Posts Tagged Sean Campion

Overlooked FILM on DVD: The Namesake and Goldfish Memory

The Namesake

Impeccable acting, a stellar cast and directing by Mira Nair [Monsoon Wedding and Vanity Fair] propels this best-seller by Jhumpa Lahiri. The story revolves around Gogol, a mid-twenties architect who has been fighting against his traditional Indian family and heritage. He gets pulled back in by an unforeseen family crisis and it changes his outlook and future forever. Kal Penn is remarkable in this role. He easily moves Gogol from defiant to thoughtful and the audience truly cares about his journey. The stunning and expressive Bollywood star Tabu plays Gogol’s mother.

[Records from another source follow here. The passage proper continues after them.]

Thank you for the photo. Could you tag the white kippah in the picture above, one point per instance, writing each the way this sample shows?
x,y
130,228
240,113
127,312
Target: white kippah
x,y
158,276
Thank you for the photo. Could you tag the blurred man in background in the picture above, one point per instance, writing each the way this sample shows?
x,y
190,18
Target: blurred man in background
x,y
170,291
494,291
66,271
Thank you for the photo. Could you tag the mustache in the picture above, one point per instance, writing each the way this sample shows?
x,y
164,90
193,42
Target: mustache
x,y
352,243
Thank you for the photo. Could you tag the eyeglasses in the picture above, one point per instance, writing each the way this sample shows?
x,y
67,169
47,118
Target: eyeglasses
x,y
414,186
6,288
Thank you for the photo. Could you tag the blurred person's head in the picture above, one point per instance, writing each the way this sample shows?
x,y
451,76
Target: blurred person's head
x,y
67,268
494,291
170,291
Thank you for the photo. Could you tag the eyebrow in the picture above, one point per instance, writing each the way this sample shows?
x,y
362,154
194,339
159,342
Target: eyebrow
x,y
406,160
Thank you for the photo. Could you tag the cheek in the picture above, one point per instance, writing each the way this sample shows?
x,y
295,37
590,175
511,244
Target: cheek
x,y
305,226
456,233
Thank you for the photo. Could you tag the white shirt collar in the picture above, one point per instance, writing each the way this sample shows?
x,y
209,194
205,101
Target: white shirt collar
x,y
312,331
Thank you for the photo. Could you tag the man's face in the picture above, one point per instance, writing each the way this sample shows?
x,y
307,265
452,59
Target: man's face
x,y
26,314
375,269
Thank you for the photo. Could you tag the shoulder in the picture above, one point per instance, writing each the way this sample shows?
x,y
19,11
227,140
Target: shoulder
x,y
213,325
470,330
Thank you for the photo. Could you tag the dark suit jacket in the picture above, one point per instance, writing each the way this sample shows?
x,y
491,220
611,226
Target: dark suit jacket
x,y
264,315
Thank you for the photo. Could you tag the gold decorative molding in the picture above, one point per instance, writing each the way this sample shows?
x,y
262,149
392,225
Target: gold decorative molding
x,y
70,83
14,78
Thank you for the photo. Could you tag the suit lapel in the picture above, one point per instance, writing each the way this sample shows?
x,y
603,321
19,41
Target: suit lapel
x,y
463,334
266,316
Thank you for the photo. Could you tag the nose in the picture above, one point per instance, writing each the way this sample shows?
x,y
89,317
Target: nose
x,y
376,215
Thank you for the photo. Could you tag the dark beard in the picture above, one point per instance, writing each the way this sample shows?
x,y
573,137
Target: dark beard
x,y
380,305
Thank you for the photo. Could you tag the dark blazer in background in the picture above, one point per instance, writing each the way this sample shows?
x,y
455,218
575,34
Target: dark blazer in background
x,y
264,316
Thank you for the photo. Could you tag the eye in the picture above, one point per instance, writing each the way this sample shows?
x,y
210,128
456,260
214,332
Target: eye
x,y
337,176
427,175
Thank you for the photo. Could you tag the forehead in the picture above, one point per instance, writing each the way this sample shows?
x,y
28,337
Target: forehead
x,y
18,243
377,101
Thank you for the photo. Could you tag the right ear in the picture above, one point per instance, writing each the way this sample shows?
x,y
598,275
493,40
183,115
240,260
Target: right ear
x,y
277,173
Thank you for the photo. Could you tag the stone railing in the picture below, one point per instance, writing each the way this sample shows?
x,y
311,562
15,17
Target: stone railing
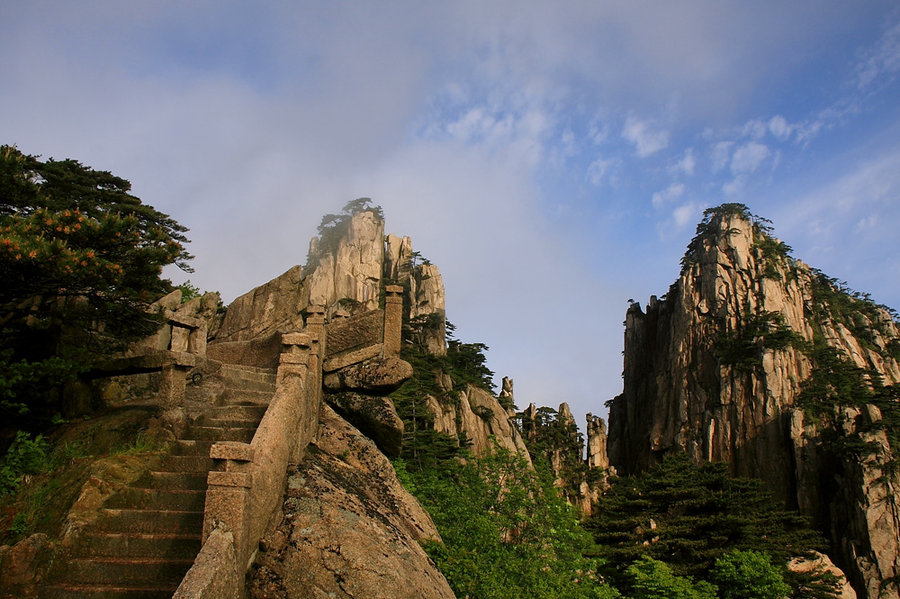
x,y
247,486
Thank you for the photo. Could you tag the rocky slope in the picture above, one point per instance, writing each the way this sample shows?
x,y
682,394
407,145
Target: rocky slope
x,y
347,528
758,360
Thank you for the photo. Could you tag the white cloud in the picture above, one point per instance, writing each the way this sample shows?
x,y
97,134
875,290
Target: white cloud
x,y
754,129
748,157
721,155
686,214
646,141
672,192
779,127
687,164
882,61
867,222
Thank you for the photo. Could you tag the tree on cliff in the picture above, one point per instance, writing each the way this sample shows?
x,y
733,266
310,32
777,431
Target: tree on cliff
x,y
80,260
689,516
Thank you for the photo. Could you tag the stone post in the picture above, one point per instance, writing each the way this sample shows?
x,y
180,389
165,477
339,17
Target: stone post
x,y
174,367
294,358
393,319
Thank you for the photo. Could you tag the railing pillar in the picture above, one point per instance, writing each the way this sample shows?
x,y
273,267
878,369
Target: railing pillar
x,y
294,358
228,493
393,319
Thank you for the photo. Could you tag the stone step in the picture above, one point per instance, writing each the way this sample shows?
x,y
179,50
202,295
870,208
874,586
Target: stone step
x,y
128,571
247,395
218,433
149,521
186,463
245,411
160,499
248,378
231,422
125,544
106,591
196,447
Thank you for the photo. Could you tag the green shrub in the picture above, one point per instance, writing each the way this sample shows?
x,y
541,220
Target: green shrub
x,y
24,456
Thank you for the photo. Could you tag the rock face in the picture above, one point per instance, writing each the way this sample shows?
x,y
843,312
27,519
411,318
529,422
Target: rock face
x,y
596,443
348,529
554,434
747,360
374,416
425,293
345,278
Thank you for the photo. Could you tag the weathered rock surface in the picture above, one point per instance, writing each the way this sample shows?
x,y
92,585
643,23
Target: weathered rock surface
x,y
348,530
596,443
821,562
352,270
374,416
716,368
425,292
376,375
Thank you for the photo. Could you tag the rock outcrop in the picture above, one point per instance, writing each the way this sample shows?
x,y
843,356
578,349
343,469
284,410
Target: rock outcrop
x,y
348,529
478,418
554,434
755,359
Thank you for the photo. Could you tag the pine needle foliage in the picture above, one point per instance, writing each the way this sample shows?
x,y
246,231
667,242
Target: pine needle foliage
x,y
688,516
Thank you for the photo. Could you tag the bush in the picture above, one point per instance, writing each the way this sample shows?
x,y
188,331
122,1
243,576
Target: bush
x,y
748,575
24,456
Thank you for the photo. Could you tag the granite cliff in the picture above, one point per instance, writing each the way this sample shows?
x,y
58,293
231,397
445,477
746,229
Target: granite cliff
x,y
755,359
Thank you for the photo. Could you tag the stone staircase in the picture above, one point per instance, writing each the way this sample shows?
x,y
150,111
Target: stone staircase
x,y
149,533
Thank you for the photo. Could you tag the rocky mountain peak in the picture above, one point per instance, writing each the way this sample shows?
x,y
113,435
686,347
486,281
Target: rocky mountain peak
x,y
755,359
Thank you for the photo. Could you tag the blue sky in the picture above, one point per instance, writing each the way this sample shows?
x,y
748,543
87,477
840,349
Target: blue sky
x,y
552,158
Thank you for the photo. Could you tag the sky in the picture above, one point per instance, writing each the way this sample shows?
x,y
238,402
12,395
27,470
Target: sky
x,y
552,158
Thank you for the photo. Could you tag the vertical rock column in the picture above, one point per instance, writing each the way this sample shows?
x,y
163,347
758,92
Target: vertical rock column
x,y
393,319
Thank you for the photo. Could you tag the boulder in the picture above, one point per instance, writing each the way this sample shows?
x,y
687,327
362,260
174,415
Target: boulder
x,y
375,417
348,529
376,375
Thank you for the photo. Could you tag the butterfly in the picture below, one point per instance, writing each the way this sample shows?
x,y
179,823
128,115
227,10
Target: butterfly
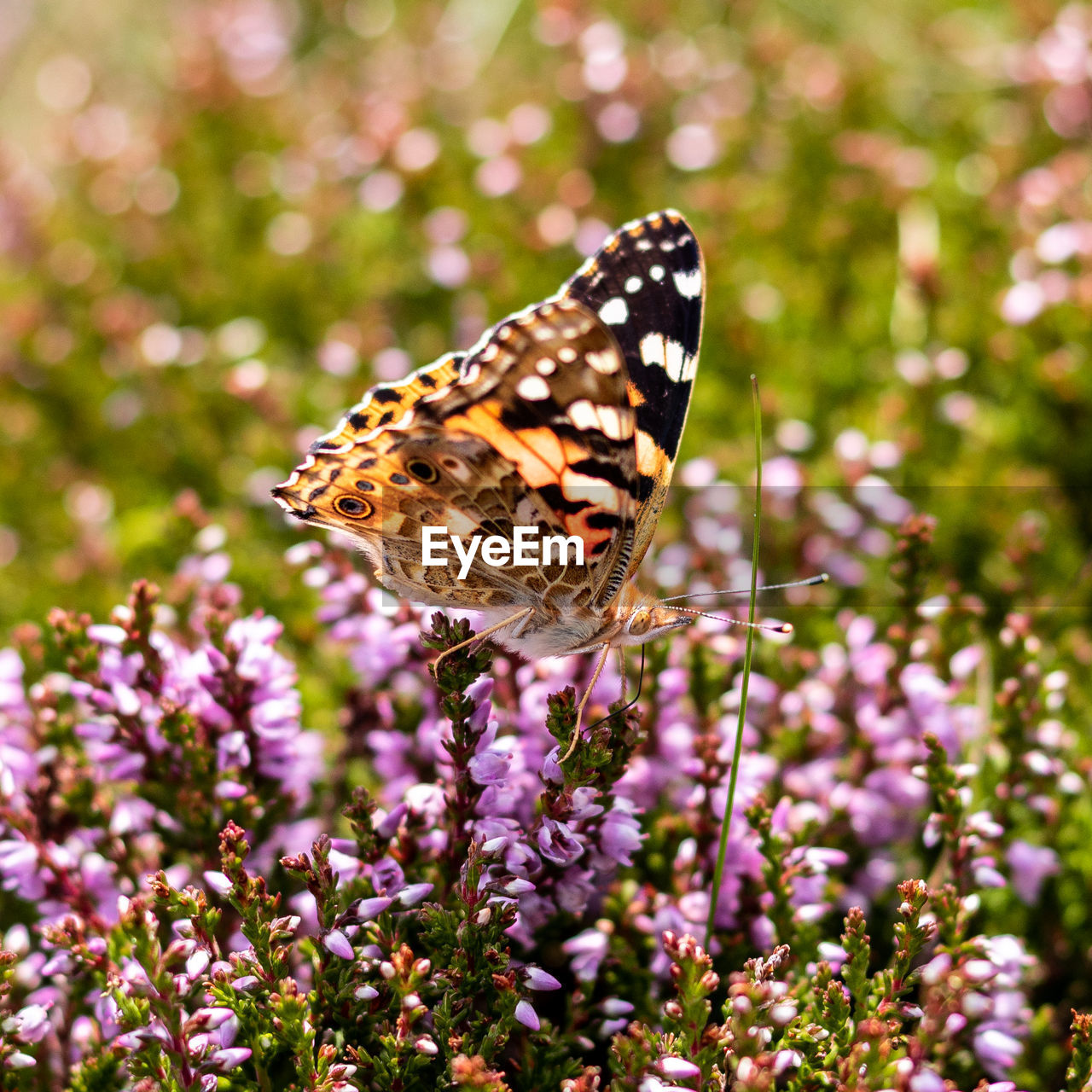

From Brooklyn to Manhattan to India, Gogol attempts to discover his individuality and to reconcile his new self with the old fashioned ideology of his immigrant parents.

Goldfish Memory

I don’t really like to use words like love. I love you really means, do you love me and I own you and all that crap.
Clara to lover Angie

This witty, thoughtful and comical film revolves around a group of 20 and 30-somethings in Dublin. Their paths cross as they weave in and out of relationships. While each has a different idea of what is right and good for them (one week fling, marriage, long term live-in situation), they all believe that love is an important component in their lives. It kicks off when Clara (Fiona O’ Shaughnessy) sees her boyfriend (a poetry Professor who is constantly falling for his students) kissing another woman. Clara then dates television reporter Angie (Flora Montgomery) but really is not quite sure whom she wants to date and at 22, would like to keep her options open. Angie wants a long-term relationship and soon finds one and starts to plan for a child. Her best friend Tom (Sean Campion) is trying to lure a guy away from the woman he has been dating. There are definitely unexpected twists in this well-written film. The dialogue is sharp and rings true for those currently navigating the choppy waters of a new or not-so-new relationship in all its intricacies, flaws and challenges. In the same vein as Intermission or Love Actually, Goldfish Memory jumps back and forth between characters, connects them all in some way and then rounds out full circle. One grows to really like these characters and care about them at the end. Goldfish Memory is a sparkling gem of a film.